Review: The Peacocks

The Peacocks
(Asian Man Records)

The Peacocks seem to pull their style from the cream of every decade since the Great Depression. The general drive is definitely punk and rockabilly, but the smooth standup bass and sparkling hollow body guitar tones call back to an older sound.  Classic wide-open 50’s melodies and driving rhythms…  I’m definitely reminded of The Red Elvises, although these guys ain’’t commies. They’re from Switzerland, so they may be communist sympathizers – I wouldn’t trust them with my virgin daughters. They use a tad less gimmickry than the Elvises, leaning toward simpler, raw song structure and dry, humble lyrics. Guitarist-singer Hasu Langhart’’s voice gives a nod to Joey Ramone, god rest/damn his soul. Bassist Simon Langhard (no relation) keeps it simple over Tony Hilber’’s smooth shuffling beats.
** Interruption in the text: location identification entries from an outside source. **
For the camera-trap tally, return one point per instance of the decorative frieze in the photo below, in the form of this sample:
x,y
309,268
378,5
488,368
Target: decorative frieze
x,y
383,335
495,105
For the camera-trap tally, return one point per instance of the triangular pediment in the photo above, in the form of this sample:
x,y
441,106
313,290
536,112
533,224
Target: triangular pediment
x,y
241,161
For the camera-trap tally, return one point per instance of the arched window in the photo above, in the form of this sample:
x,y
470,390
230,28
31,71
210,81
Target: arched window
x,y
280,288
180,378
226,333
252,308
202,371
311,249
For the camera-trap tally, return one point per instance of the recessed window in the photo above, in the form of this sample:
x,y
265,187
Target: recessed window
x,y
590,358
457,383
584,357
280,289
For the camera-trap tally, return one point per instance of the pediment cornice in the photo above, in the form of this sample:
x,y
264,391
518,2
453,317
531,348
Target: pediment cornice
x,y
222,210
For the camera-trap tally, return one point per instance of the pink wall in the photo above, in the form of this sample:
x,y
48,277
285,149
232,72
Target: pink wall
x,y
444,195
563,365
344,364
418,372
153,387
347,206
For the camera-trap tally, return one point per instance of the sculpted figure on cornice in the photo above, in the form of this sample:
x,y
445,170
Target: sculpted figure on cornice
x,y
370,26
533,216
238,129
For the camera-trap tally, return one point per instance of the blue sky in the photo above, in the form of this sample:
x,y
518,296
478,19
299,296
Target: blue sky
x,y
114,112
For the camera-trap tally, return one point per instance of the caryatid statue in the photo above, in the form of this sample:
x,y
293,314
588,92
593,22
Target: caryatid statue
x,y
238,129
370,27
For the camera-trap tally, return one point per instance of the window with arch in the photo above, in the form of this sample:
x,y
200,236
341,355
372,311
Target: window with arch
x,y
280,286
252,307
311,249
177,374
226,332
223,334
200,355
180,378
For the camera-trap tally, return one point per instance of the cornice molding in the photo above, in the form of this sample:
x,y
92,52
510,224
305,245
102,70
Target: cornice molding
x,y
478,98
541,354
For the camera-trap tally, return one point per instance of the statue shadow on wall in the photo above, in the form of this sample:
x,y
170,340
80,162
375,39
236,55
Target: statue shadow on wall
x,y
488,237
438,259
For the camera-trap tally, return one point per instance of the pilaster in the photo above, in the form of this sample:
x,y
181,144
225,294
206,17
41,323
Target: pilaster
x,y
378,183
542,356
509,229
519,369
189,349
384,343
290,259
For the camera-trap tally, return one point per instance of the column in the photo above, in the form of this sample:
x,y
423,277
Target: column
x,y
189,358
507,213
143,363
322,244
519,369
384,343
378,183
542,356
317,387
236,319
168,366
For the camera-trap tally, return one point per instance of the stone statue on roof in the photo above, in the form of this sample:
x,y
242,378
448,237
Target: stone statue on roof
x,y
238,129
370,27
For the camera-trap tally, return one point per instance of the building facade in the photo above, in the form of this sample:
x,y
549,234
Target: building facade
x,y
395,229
I’m stuck on Track 4, “It’s Not Me.” Hasu rambles in broken English over a chugging riff and double-time drums with a wailing wasteland surf bridge. This one could easily evoke moshing and dancing at the same time. Shit, that holds true for nearly every song. This isn’’t a catchy album, not in the traditional sense. All-American music made in Switzerland. Whatever. It just sounds fucking good.